Who’s monitoring the monitors at your plant? That is to say, with the push to implement new technologies that will help monitor equipment performance and run all of the data that they collect through software that aims to provide early notice of potential performance problems, how do you ensure that said technologies are operating optimally? Better-informed, faster, smarter decision-making depends on access to accurate data, and neglecting maintenance of the tools your plant depends on to deliver that data will undermine any digital initiative, however modest or ambitious it is.
Keeping that reality in mind, Plant Services spoke with a range of industry experts in system integration, utility operations, digital services, and more about best practices for maintaining automation systems. Here are their dos and don’ts for monitoring your monitors.

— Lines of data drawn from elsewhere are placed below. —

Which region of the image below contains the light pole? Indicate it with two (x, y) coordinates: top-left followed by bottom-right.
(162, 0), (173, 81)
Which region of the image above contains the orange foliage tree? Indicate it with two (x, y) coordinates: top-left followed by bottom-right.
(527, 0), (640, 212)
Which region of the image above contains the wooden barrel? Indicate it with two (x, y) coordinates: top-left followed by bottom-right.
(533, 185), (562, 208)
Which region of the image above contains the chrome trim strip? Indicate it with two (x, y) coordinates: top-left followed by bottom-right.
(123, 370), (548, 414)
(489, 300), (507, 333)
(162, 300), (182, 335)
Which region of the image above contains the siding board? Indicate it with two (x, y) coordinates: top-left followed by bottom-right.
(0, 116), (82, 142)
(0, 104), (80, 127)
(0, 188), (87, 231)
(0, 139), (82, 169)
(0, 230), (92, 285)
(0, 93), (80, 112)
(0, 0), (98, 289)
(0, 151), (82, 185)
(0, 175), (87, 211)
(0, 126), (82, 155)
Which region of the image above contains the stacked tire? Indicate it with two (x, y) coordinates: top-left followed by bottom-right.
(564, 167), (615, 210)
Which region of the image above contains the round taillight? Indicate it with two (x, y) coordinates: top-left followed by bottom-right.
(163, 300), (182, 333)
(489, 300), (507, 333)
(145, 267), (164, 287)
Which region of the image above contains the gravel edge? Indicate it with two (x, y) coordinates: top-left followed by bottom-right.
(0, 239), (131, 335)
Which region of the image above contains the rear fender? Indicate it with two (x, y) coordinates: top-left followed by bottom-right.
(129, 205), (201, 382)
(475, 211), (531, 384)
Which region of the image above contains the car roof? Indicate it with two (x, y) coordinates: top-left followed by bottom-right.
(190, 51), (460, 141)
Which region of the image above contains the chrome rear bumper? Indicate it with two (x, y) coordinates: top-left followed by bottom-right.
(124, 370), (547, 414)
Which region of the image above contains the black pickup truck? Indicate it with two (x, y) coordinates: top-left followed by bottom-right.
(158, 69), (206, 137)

Do: Get off the ground on the right foot
Just because you have a specification for how a control system should be built or a software platform should be customized to address your teams’ priorities doesn’t necessarily mean that’s how it will get built. And in the critical commissioning and startup stage, it’s vital to identify and resolve any discrepancies as quickly as possible.
Running standardized site acceptance testing is a crucial first step to ensure that time and money aren’t wasted addressing connectivity or functionality issues once a new control system or software platform is up and running, says Nate Kay, P.E., project manager with Martin CSI, a member of the Control System Integrators Association. “Sometimes (a system) doesn’t get installed exactly the way it was designed maybe on the process side,” he says. “If there were any changes made on the fly or issues that occurred during the installation … we work with the contractors and the customer to determine where the problem is.”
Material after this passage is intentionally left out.